ERP Today recently ran a brief editorial insight entitled ERP at the Center of Sustainability and Human Impact which caught my eye because ERP is generally not at the center of anything that is not manufacturing but yet should be at the center of sustainability data because it’s the ONE system that should be accessed, or at least be accessible, organization wide. However, in most organizations, all it stores is the manufacturing / order data, purchase orders, and invoices.
The article states that, within some organizations, they are providing the financial clarity to drive meaningful environmental and human impacts, however it only lists TWO (2) (Blue Marine Foundation and Oracle), and the doctor‘s experience, which is similar to other analysts he’s worked with, is that, for the vast majority of companies, this is JUST not happening.

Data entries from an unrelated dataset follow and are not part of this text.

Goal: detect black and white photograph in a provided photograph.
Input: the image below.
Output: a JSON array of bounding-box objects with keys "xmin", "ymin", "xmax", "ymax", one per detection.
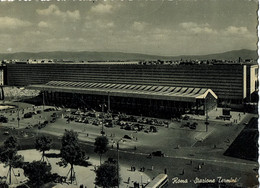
[{"xmin": 0, "ymin": 0, "xmax": 258, "ymax": 187}]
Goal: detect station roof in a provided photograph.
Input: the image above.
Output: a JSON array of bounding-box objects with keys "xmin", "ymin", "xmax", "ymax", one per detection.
[{"xmin": 27, "ymin": 81, "xmax": 218, "ymax": 102}]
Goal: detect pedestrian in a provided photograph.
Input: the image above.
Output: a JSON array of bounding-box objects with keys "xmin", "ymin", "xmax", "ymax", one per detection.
[
  {"xmin": 190, "ymin": 160, "xmax": 193, "ymax": 165},
  {"xmin": 151, "ymin": 165, "xmax": 154, "ymax": 171},
  {"xmin": 128, "ymin": 177, "xmax": 130, "ymax": 184},
  {"xmin": 164, "ymin": 168, "xmax": 167, "ymax": 174},
  {"xmin": 181, "ymin": 169, "xmax": 185, "ymax": 175}
]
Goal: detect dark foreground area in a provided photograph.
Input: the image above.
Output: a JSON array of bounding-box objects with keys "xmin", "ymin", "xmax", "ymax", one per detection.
[{"xmin": 224, "ymin": 117, "xmax": 258, "ymax": 161}]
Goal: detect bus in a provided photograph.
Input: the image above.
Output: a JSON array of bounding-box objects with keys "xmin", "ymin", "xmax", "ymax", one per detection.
[{"xmin": 146, "ymin": 174, "xmax": 168, "ymax": 188}]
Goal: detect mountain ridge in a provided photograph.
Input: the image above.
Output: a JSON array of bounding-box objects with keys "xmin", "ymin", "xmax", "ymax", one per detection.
[{"xmin": 0, "ymin": 49, "xmax": 257, "ymax": 61}]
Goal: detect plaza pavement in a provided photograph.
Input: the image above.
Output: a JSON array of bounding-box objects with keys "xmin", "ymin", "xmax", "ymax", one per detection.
[
  {"xmin": 0, "ymin": 101, "xmax": 258, "ymax": 187},
  {"xmin": 0, "ymin": 149, "xmax": 150, "ymax": 188}
]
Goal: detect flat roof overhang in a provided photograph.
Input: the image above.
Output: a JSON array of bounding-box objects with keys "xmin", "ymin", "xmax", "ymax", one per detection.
[{"xmin": 26, "ymin": 81, "xmax": 218, "ymax": 103}]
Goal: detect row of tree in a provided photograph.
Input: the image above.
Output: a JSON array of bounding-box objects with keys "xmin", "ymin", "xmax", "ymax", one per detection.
[{"xmin": 0, "ymin": 130, "xmax": 120, "ymax": 188}]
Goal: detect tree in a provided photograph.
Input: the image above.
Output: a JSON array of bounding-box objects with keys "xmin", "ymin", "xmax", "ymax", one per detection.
[
  {"xmin": 0, "ymin": 136, "xmax": 23, "ymax": 185},
  {"xmin": 94, "ymin": 136, "xmax": 108, "ymax": 165},
  {"xmin": 35, "ymin": 135, "xmax": 52, "ymax": 162},
  {"xmin": 95, "ymin": 163, "xmax": 120, "ymax": 188},
  {"xmin": 23, "ymin": 161, "xmax": 52, "ymax": 187},
  {"xmin": 60, "ymin": 130, "xmax": 86, "ymax": 184}
]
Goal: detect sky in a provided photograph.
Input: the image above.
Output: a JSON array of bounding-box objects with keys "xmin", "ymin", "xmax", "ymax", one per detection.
[{"xmin": 0, "ymin": 0, "xmax": 258, "ymax": 56}]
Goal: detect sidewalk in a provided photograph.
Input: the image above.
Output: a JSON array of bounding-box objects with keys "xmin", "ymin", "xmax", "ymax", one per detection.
[{"xmin": 188, "ymin": 107, "xmax": 249, "ymax": 124}]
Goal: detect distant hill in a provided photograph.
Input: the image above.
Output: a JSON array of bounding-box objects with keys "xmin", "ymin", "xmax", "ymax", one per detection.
[
  {"xmin": 173, "ymin": 49, "xmax": 258, "ymax": 61},
  {"xmin": 0, "ymin": 49, "xmax": 257, "ymax": 61}
]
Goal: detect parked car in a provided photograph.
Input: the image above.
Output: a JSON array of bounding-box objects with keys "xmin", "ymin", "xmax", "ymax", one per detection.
[
  {"xmin": 51, "ymin": 113, "xmax": 57, "ymax": 117},
  {"xmin": 24, "ymin": 112, "xmax": 34, "ymax": 118},
  {"xmin": 189, "ymin": 122, "xmax": 197, "ymax": 129},
  {"xmin": 105, "ymin": 157, "xmax": 117, "ymax": 164},
  {"xmin": 50, "ymin": 118, "xmax": 56, "ymax": 123},
  {"xmin": 36, "ymin": 110, "xmax": 42, "ymax": 114},
  {"xmin": 123, "ymin": 135, "xmax": 132, "ymax": 139},
  {"xmin": 0, "ymin": 116, "xmax": 8, "ymax": 123},
  {"xmin": 151, "ymin": 151, "xmax": 165, "ymax": 157},
  {"xmin": 183, "ymin": 115, "xmax": 190, "ymax": 120}
]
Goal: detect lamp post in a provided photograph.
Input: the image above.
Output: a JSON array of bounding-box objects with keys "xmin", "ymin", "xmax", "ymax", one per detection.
[
  {"xmin": 116, "ymin": 138, "xmax": 122, "ymax": 188},
  {"xmin": 204, "ymin": 97, "xmax": 209, "ymax": 132},
  {"xmin": 42, "ymin": 90, "xmax": 45, "ymax": 111},
  {"xmin": 140, "ymin": 172, "xmax": 143, "ymax": 188},
  {"xmin": 99, "ymin": 103, "xmax": 106, "ymax": 136},
  {"xmin": 17, "ymin": 107, "xmax": 20, "ymax": 128}
]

Why? A few reasons, but the main ones are:
- most ERPs don’t store complete financials; they’ll store POs and Inventory, but the complete financials will be in the organization’s AP/I2P/P2P systems
- most ERP’s don’t store/calculate ANY sustainability data and
- most ERP’s weren’t/aren’t configured to store ANY sustainability data
This means that, for an ERP system to provide financial clarity around meaningful environmental and human impacts, an organization needs to
- integrate it’s accounting systems with the ERP and push all invoices and payments into the ERP
- get subscriptions to third parties with the sustainability data and push that into the ERP after
- updating the ERP configuration to store all of the relevant data around sustainability and responsibility that the organization wants to track
And while this will be doable with most modern ERPs, it could be expensive and force an organization to use another platform, such as a modern SRM (Supplier Relationship Management) platform as its core sustainability and responsibility platform instead. But it would be nice if the ERP could be the one platform that at least stores all of the organization’s golden records, because data warehouse, lakes, and lakehouses aren’t the answer (as all they do is duplicate data and make it harder to find the single source of truth) — the answer is a central source of sustainability and responsibility data that is, or could be, accessible organization wide so everyone can know the impacts of their (financial/supply) decisions. And while it could be the ERP, given the sheer cost of any customization work on any of the big ERPs, the doctor doesn’t think it’s very likely.